The explosion of the Grandcamp could be heard 150 miles in the distance, and it has sometimes been claimed that the blast was interpreted by Colorado seismologists as a nuclear bomb -- the possibility of which sent the United States’ Strategic Air Command into a temporarily heightened nuclear alert. Over $32 million worth of property was destroyed.

Carrie Born Baker, a young mother at the time of the disaster, recalled the event a half century later:
I was waiting for a Houston salesman to come show me drapery material. As we looked at his fabric, the blast blew the door open in his face, and he took off for Houston. I grabbed Sheary and ran outside. Deafening sirens were blaring. Police cars and ambulances were everywhere. My nieghbor's husband and son-in-law worked at the docks, and she kept fainting.

A nieghbor came by in his flatbed truck and made us get in. I didn't want to leave but another explosion was expected, and I had to get my brothers, sisters, and baby to safety. My older brother drove to Houston to tell my husband Tommy and Dad where we were going . . .

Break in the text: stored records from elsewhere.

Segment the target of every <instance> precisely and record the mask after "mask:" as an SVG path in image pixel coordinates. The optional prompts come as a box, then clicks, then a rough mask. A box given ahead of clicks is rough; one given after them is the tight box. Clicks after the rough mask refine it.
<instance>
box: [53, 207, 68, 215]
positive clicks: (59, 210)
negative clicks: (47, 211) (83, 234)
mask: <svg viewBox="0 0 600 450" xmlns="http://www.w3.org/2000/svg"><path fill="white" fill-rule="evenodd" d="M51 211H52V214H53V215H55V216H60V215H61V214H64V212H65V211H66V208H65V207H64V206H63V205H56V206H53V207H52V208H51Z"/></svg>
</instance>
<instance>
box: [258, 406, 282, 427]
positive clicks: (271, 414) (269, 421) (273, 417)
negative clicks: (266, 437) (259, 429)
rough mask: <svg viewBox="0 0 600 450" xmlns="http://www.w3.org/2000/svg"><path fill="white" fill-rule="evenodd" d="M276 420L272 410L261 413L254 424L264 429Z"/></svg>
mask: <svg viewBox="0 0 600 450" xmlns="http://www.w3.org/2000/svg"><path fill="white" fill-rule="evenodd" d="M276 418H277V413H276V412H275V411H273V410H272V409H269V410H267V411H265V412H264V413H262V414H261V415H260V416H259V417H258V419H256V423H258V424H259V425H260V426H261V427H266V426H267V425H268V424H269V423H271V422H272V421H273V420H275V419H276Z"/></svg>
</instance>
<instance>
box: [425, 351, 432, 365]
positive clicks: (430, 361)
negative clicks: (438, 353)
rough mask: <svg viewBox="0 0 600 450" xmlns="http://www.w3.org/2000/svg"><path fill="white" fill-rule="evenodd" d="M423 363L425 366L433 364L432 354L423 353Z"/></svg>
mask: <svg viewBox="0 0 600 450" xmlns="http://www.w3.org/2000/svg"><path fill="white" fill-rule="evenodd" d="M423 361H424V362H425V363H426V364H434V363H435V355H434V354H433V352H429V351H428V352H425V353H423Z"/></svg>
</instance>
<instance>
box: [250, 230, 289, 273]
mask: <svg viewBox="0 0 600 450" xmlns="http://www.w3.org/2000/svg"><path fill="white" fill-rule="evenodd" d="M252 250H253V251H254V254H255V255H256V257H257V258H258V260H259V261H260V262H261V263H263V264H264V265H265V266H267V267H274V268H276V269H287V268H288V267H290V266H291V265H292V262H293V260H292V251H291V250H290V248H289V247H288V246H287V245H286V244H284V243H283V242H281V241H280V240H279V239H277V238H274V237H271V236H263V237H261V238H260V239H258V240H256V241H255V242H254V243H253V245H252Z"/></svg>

My brother-in-law, Truman Baker, was a Monsanto foreman, last seen going to the fire. Tommy and his brother-in-law, Walter Stidham, were part of group searching for bodies. They kept looking for Truman and Walter's father. It took a long time to find them. Fingerprints and dental work indentified Truman. Tommy never liked to think of the explosion because all he could see was the bodies and pieces of bodies, and smell that awful smell. When he thought of his brother, he remembered his face caved-in.

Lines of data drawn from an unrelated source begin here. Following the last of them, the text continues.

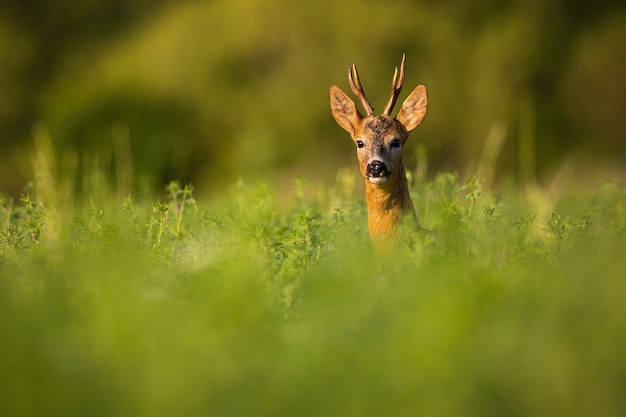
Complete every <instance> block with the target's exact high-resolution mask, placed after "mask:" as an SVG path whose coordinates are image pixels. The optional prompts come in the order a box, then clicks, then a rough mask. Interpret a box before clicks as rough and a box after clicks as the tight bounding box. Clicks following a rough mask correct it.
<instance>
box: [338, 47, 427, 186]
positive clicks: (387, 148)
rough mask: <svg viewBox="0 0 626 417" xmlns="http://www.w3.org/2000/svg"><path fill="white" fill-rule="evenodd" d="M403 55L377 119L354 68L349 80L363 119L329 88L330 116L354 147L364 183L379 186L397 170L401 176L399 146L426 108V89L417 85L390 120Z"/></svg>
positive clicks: (346, 100)
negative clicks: (347, 133)
mask: <svg viewBox="0 0 626 417" xmlns="http://www.w3.org/2000/svg"><path fill="white" fill-rule="evenodd" d="M405 60H406V57H405V56H404V55H403V56H402V64H401V65H400V76H399V77H398V68H397V67H396V69H395V72H394V75H393V80H392V83H391V96H390V97H389V100H388V101H387V105H386V106H385V109H384V111H383V113H382V114H381V115H380V116H376V115H375V114H374V109H373V108H372V106H371V105H370V104H369V102H368V101H367V98H366V97H365V93H364V92H363V87H362V86H361V81H360V80H359V74H358V72H357V69H356V65H354V64H352V67H351V68H349V69H348V80H349V82H350V87H351V89H352V92H353V93H354V95H355V96H356V97H357V98H358V99H359V100H360V101H361V104H362V105H363V108H364V110H365V116H363V115H361V113H360V112H359V111H358V110H357V108H356V106H355V104H354V102H353V101H352V100H351V99H350V98H349V97H348V96H347V95H346V94H345V93H344V92H343V91H341V89H340V88H339V87H337V86H332V87H331V88H330V108H331V111H332V114H333V117H334V118H335V120H336V121H337V123H338V124H339V126H341V127H342V128H343V129H344V130H346V131H347V132H348V133H350V136H352V140H353V141H354V143H355V144H356V147H357V158H358V160H359V167H360V169H361V174H362V175H363V177H364V178H366V180H367V181H369V182H371V183H373V184H377V185H382V184H385V183H386V182H387V181H388V180H392V181H393V180H394V179H395V178H397V177H398V175H399V172H400V170H401V171H402V175H404V165H403V163H402V147H403V146H404V144H405V142H406V140H407V139H408V137H409V132H410V131H411V130H413V129H414V128H415V127H417V126H418V125H419V124H420V123H421V122H422V119H423V118H424V116H425V115H426V108H427V102H428V99H427V93H426V87H425V86H423V85H419V86H417V87H416V88H415V89H414V90H413V91H412V92H411V94H410V95H409V97H408V98H407V99H406V100H405V101H404V103H402V108H401V109H400V111H399V113H398V115H397V116H396V117H395V118H392V117H391V111H392V110H393V107H394V105H395V103H396V100H397V99H398V96H399V95H400V91H401V89H402V85H403V83H404V63H405Z"/></svg>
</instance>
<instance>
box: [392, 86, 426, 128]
mask: <svg viewBox="0 0 626 417" xmlns="http://www.w3.org/2000/svg"><path fill="white" fill-rule="evenodd" d="M427 107H428V95H427V93H426V86H423V85H418V86H417V87H415V90H413V91H411V94H409V96H408V97H407V99H406V100H404V103H402V108H401V109H400V112H399V113H398V116H397V117H396V120H398V121H399V122H400V123H402V125H403V126H404V127H405V129H406V130H407V131H409V132H410V131H411V130H413V129H415V128H416V127H417V126H419V124H420V123H422V119H423V118H424V116H426V109H427Z"/></svg>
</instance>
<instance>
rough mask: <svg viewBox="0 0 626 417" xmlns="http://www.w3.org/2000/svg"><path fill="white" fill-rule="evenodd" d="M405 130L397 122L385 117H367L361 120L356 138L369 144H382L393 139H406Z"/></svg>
mask: <svg viewBox="0 0 626 417" xmlns="http://www.w3.org/2000/svg"><path fill="white" fill-rule="evenodd" d="M407 136H408V134H407V132H406V129H404V128H403V127H402V125H401V124H400V123H398V121H397V120H395V119H392V118H391V117H387V116H375V117H368V118H366V119H364V120H363V123H362V124H361V129H360V131H359V134H358V135H357V138H359V139H363V140H367V141H369V142H382V141H386V140H391V139H395V138H399V139H403V140H404V139H406V138H407Z"/></svg>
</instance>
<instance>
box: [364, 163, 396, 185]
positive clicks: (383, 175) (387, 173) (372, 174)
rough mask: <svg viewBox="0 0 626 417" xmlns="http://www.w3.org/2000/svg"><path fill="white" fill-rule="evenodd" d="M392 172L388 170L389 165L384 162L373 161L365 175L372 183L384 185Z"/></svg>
mask: <svg viewBox="0 0 626 417" xmlns="http://www.w3.org/2000/svg"><path fill="white" fill-rule="evenodd" d="M389 174H390V172H389V170H388V169H387V165H385V163H384V162H383V161H379V160H376V159H375V160H373V161H370V162H369V163H368V164H367V168H366V169H365V175H367V178H368V179H369V181H370V182H372V183H374V184H383V183H384V182H385V181H387V177H388V176H389Z"/></svg>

I knew a lot of people that died that day. Many I worked with at Monsanto or lived near. I lost friends, family and many acquaintances. I will never forget that day even though many names have faded from memory.
The exact death toll of the Texas City explosion could never be accurately determined, since so many of the missing were never recovered, and because there were untold numbers of workers and seamen who may have been visiting or working at the facility without documentation. The best estimates, however, are that nearly 600 people died and several thousand more suffered injuries. The entire Texas City volunteer fire department -- twenty-eight members in all -- perished.